Tuesday, March 18, 2008

Hey Girls



Today was a day for deep thinking about experimentation and reaction.

After our conference, Professor Crenshaw and Harris told me that I had been invisible to the audience eyes as a white woman for sure, as an individual, perhaps.

Professor Harris was asked if the African American Policy Forum had white collaborators, and he bluntly pointed out at me, who had been there with camera on hands for the whole session. When racialization happened to my former colleague Dror, who is a white male and used to work and hang out with Professors Crenshaw and Harris and other scholars of color, I was surprised.

In my case, racialization came with a sense of disregard to the female presence. With this experience I moved closer to an intersectional space, where gender and race become a barrier for recognition, for acknowledgement, and for empowerment. As I left the room with my mind confused, with a sense of failure for myself and for my team, I also left the room with a better sense of self and with a better sense of the daily struggles faced by women, especially of the lower castes, in the predominantly-male academic environment of the Delhi of many religions (today our audience was predominantly Muslim). Perhaps, this dynamic is cross-sectoral as well.

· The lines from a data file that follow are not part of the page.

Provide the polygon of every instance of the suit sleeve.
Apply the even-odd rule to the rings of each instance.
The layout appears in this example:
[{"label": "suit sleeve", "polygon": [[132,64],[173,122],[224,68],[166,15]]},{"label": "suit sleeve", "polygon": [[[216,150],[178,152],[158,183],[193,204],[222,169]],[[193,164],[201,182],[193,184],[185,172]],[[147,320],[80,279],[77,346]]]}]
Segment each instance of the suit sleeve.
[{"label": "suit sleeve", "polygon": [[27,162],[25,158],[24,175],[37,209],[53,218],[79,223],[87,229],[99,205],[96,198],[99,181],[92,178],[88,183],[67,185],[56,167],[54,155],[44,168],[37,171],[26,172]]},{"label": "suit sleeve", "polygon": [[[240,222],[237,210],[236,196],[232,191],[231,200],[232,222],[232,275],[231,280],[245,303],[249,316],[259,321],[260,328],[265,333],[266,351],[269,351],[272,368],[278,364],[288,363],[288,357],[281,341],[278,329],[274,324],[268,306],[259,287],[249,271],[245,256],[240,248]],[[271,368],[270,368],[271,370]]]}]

In the context of India, I question myself how this experience translate to all Indian women, but especially to Dalit women -- as it especially affects women of color as well.

In a country where the denial of caste works in contradiction to the fact that one's possibilities and perspectives are arranged through caste politics, the intersectional engine of gender and caste is omnipresent. Caste is not as rigid as one would think when it functions for increasing oppression, especially against women. Caste is rigid when it functions in relation to upward mobility.

It seems that just like I was moved from calmer waters to a storm, Indian women have to make daily decisions -- of all scales -- which can easily place them in really unsafe seas. Marriage is just one of these decisions.

Few of them yet dare to face the storm right on, but I want to guess that most of them are aware of it, are affected by its collateral forces, and have already imagined themselves getting really wet!

Despite having seen so many times the intersectional engine working against women of color, today its power became visible in relation to Indian women (just as a side note, there was no women seated on the round table) more pressing against my friends and colleagues of color and, surprisingly and in a different way, against me.

Ps.: It is nice to see that our blog is becoming a space for honest reflection on how our learning makes possible a very urgent and rapid discovery of our own biases and understandings as well as of our role in this process; our role as conscious students; our role as engaged global citizens and our role as students of CRT.